タイトルから志半ばで倒れた沖田総司が抱いた夢を語る小説かと思っていたら、ホントに総司が見た夢の話だった(笑)。全部夢の話のワケはないけど、彼の見た夢が大きく物語に関わっていた。


そして、本作。確かに「総司の夢」と同じ時間を、今度は土方歳三の目線で語るので、時折、両者が交錯する。そんな時は「総司の夢」を読んでいたおかげで、スッと物語に入っていける。


前者「総司の夢」は沖田総司に視点を置いて、彼の物語を語る。続いて「歳三の剣」では、同じ出来事も土方歳三の視点で描き、2人の立場の違いを明確にする。
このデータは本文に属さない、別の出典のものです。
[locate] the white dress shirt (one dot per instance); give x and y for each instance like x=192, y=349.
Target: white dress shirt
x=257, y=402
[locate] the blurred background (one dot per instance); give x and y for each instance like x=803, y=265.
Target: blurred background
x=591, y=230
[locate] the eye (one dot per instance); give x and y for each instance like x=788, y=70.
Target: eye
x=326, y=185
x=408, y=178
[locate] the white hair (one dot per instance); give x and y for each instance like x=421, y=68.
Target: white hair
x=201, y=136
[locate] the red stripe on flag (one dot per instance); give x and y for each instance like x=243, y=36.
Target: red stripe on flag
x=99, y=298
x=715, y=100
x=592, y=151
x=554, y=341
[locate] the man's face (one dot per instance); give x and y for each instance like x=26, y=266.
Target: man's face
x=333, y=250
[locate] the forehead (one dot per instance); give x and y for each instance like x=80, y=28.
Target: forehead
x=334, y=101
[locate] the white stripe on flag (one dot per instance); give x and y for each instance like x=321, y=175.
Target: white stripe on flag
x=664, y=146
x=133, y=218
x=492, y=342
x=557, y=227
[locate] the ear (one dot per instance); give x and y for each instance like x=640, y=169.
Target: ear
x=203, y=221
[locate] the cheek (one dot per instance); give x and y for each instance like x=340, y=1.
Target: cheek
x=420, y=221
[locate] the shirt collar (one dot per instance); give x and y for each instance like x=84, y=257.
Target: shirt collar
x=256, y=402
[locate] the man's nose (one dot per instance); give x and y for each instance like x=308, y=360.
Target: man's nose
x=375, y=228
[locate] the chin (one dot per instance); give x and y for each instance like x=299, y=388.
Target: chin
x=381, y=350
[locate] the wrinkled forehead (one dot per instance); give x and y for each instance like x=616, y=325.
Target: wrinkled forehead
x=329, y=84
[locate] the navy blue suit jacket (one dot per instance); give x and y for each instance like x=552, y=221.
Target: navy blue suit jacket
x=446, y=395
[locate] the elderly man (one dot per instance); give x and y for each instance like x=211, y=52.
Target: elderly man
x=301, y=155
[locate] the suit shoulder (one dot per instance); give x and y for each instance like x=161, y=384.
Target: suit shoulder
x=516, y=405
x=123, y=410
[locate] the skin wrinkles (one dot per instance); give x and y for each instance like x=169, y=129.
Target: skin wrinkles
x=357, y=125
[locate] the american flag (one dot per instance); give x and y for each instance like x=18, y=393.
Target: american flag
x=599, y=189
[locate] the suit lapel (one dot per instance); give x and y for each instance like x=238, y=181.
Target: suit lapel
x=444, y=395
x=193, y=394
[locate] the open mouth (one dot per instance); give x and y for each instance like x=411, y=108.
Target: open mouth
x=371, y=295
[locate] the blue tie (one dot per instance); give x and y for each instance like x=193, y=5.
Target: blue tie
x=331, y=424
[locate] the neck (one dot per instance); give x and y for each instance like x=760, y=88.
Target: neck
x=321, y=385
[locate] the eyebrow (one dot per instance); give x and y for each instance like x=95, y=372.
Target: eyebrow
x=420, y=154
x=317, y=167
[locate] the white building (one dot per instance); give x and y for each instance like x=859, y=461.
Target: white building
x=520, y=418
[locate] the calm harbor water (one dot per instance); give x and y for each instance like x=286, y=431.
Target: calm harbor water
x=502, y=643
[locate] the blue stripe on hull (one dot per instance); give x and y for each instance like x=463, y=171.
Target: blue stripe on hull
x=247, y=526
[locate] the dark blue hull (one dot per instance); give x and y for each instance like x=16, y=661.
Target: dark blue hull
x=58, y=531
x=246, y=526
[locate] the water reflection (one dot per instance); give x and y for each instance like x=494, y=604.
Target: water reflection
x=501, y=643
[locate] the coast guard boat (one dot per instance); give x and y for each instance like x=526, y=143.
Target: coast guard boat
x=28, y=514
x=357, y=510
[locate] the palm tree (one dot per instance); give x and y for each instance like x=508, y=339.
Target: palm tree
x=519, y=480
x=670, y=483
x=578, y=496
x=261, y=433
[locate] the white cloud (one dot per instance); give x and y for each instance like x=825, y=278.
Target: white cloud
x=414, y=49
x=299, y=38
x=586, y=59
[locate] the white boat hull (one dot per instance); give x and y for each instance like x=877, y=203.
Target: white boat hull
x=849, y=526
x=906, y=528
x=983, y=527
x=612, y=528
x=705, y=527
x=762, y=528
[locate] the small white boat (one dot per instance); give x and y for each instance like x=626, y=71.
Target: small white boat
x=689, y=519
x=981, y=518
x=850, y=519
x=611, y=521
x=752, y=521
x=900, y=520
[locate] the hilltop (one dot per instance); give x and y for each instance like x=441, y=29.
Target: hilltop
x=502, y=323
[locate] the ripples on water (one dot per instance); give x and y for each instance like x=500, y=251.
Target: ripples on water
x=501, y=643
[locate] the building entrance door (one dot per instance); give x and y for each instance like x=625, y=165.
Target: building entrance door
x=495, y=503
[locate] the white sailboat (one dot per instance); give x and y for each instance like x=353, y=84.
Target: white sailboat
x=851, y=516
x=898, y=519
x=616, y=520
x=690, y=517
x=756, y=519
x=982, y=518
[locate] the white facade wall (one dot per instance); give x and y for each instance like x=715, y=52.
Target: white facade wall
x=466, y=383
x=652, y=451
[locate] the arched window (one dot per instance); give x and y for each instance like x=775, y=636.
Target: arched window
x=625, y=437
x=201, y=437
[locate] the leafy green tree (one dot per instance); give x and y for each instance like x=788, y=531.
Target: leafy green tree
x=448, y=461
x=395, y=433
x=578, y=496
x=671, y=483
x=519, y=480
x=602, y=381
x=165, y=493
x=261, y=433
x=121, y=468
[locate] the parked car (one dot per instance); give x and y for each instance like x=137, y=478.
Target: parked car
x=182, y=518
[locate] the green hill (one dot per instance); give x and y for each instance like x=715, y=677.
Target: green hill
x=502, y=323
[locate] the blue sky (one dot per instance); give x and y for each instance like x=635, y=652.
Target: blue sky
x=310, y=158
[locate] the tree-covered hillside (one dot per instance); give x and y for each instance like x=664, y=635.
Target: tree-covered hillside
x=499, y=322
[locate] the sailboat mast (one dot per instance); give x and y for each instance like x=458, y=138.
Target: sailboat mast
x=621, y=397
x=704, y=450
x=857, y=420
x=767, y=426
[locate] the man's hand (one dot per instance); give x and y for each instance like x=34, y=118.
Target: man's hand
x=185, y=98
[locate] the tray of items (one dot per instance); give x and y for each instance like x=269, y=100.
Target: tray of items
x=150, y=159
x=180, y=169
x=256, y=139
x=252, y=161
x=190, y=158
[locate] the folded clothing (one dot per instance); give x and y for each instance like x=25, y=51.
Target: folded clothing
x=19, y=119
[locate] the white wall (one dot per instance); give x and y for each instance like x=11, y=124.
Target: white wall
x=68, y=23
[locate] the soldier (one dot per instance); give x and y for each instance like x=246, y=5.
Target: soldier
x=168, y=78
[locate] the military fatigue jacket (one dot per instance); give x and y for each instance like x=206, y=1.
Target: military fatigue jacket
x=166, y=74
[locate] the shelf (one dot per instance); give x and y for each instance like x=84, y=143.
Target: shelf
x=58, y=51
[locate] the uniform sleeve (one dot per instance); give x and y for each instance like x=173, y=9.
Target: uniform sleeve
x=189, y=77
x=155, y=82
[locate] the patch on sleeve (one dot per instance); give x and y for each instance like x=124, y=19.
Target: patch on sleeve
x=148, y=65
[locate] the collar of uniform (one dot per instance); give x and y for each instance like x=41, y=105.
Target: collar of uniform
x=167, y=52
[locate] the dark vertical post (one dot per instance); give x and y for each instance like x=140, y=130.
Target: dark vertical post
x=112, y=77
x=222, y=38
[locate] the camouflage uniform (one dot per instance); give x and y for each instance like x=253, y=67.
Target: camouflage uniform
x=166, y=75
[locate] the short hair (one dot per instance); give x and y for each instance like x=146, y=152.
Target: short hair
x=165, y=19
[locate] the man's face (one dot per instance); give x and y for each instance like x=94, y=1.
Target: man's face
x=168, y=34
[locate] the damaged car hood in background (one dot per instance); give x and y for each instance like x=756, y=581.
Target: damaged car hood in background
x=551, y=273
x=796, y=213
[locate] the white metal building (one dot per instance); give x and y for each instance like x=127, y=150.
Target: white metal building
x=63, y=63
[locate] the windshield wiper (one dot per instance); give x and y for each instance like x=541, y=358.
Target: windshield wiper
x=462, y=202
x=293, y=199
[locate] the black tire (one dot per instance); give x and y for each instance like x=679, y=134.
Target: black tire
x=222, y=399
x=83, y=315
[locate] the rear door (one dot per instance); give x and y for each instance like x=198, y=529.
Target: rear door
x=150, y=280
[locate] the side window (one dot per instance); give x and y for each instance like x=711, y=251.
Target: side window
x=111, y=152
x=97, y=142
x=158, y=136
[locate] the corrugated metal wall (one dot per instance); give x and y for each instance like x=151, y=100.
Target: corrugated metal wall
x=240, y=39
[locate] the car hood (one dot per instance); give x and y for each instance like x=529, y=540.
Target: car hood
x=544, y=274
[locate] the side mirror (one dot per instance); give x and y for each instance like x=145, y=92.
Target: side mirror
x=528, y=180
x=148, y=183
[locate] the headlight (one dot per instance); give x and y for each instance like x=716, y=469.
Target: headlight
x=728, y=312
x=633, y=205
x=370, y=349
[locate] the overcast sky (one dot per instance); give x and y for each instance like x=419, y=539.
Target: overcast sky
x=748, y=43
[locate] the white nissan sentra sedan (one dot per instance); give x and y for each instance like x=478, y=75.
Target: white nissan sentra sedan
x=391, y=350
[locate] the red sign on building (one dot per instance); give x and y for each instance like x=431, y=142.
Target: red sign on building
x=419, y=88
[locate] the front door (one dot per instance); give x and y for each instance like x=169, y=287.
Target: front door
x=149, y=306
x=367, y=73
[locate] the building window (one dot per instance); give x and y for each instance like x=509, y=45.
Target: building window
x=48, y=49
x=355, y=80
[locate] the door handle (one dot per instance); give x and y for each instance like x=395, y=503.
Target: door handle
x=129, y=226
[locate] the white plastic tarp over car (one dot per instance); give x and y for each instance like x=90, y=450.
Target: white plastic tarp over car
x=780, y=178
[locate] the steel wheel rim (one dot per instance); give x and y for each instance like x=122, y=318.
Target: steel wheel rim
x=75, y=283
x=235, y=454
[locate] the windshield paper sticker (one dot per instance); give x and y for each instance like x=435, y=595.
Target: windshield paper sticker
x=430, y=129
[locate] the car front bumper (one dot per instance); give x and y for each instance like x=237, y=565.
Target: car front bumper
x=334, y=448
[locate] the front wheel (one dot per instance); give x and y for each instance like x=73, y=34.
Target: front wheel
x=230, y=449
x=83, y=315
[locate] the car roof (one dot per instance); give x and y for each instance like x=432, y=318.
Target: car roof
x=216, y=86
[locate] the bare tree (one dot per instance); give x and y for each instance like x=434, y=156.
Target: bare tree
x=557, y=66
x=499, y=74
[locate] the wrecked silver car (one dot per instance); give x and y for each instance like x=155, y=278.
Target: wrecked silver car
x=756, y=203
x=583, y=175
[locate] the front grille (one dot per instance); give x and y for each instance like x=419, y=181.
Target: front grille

まるで、連作小説のようだが、それぞれがそれぞれの主人公の一生で終焉を迎える。


これをそれぞれの主人公の生涯にまで目を向けず、同じ時だけを1つの物語に構成し、1冊の連作小説にしたのが、湊かなえさんの一連の連作小説だ。


今回の小松さんの小説は、スケールの大きな連作小説のようだ。


「総司の夢」で近藤勇という人物の造形を既に読んでいたから、本作でそこに引っかかることはなく、「鬼」を「鬼」として捉えることができた。だけど、なぜ鬼になったのかは…近藤さんの言葉だけではちょっとまだ足らないかなぁ…


私が土方歳三好きということを差し引いても、前作より本作の方が圧倒的に面白かった。読み終わるのが残念だったくらい。とにかく、カッコいい土方歳三だ。あれこれ悩みながらも悔いを残さないように駆け抜ける姿は「カッコいい」というほかに表現のしようがない。


分量的にはほんの少しずつだけど、魅力的な隊士たちがずいぶん登場してきた。


小松さんはこのまま新選組隊士を何人か描いていくのではないかと思ったり…最後には近藤さんの生きる理由も彼自身の口から語る小説を書かれるのではないかと思ったり…


そして、ふとこれから読もうと積み上げていた文庫を見上げると「夢の燈影(ほかげ) 新選組無名録」という小松エメルさんの本が!こちらには近藤さんでもなく、土方歳三でもなく、沖田総司でもない隊士たちの物語が収録されているらしい。ブックオフでまとめて購入したので、すっかり見落としていた(汗)。こちらも楽しみだ!